The location of this extension of Chef Jimmy Shu’s national restaurant empire seems a little strange.
South Terrace hotels are not the most inspirational of Adelaide’s accommodation, and the Grand Chifley Hotel’s dated exterior and tired entrance lobby doesn’t give a good first impression when entering the restaurant sited just opposite the reception desk.
Moving through the refurbished dining space is a little more rousing but even a fresh coat of paint and some Danish-style imported furniture can’t help you shake the feeling that you’re about to dive into the hotel’s weekly buffet special. The idea of ‘views over the hotel pool’ would usually add a touch of grandeur, if only the pool wasn’t surrounded by chunky with plastic furniture overshadowed only by the unpleasant façades of nearby buildings.

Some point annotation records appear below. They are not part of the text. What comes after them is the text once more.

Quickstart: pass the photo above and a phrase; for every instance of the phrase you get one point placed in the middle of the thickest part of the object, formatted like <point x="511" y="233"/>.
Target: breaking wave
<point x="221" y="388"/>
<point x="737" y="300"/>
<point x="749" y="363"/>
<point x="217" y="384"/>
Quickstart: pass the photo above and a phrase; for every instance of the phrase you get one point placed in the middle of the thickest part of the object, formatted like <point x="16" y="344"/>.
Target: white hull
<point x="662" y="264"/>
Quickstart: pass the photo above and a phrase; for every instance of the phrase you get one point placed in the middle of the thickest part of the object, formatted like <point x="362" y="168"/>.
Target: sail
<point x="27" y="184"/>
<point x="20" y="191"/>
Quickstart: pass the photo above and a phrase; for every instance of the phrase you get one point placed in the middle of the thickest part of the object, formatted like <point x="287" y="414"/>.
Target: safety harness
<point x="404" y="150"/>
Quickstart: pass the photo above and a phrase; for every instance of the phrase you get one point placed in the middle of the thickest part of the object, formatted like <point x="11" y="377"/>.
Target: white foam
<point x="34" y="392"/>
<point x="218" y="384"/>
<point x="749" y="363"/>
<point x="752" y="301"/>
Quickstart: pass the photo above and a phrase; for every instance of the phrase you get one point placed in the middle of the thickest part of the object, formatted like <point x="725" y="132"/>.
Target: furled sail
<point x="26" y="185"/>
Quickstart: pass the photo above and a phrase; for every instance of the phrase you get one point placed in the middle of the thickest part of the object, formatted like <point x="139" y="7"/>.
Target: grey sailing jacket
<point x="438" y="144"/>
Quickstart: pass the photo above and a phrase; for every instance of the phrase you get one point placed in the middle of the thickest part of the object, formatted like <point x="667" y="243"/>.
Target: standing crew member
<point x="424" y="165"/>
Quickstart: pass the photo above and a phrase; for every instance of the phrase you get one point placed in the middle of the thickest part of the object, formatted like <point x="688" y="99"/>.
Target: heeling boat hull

We can’t always choose our neighbours, I suppose. We arrive during a very quiet lunch hour, confirming that although the location may help keep the overheads down and be convenient for after-hours parking it is not attracting the daytime crowd of more centrally-based dining haunts.
Only one other table is occupied and the food and beverage staff seem a little surprised when we arrive, continuing to set tables rather than show us to one. After a little confusion we are seated and service picks up, with menus and wine landing promptly and some menu suggestions offered by the staff and accepted by us; their knowledge of the dishes gave reassurance that we made a good choice and were in for a gastronomic treat from across the seas.
Six little tapered earthenware lids surround a pool of lime and chilli sauce, each one hiding a succulent seafood surprise. Lifting the lid reveals fresh oysters swimming in a subtly sweet and slightly spicy liquid. Simple and delicious.
This is Hanuman’s signature dish, and one that I’d happily eat by the dozen. Lingering tastes of lemongrass and ginger get the taste buds dancing and the heat from the chilli is enough to notice but not to undermine the oyster’s delicate flesh. The first sign of the Indian influence to the Hanuman menu comes next: a Kashmiri chicken tikka marinated with yogurt, ginger and Kashmiri chilli, balanced thoughtfully with a fragrant rose petal garam masala.
I imagine that better can only be tasted alongside views of the Himalayan mountains, and this dish is best eaten dunked in the minted yogurt and wrapped in the most delicious roti bread served alongside. It’s here that you really begin to realise that with food like this as the focus, interior (and exterior) design struggles of this oriental haven can be forgiven (even the preformed sandstone deities that I just noticed lining the purple fluorescent lit walls).
It is a difficult challenge to make a curry look photo-worthy but the duck, roasted then simmered in a coconut and red curry sauce, infused with kaffir lime leaf and Thai basil and topped with a sprig of a chilli bush, makes this one the exception, and dare I say it kind of ‘cute’. Strike a pose, you delicious looking dish. Delicious tasting too.
Large chunks of pineapple and lychees sweeten the flavour and while perhaps could be seen as a little common, there is nothing like a good classic that is executed well – especially when served with a lemongrass martini, it was past noon, after all. Less attractive, but still on the mark with flavour and balance, is a combined seafood dish, wok-tossed and seasoned with hot basil and oyster sauce.
Lovely and succulent scallops are the heroes here, with the delightful sauce greedily mopped up with leftover roti – both of these too good to waste. Hanuman is decidedly the best house on the worst street based on its culinary delights. Fresh, fragrant and exciting dishes meld Asian cuisines in perfect cohesion; it’s just a shame about the view.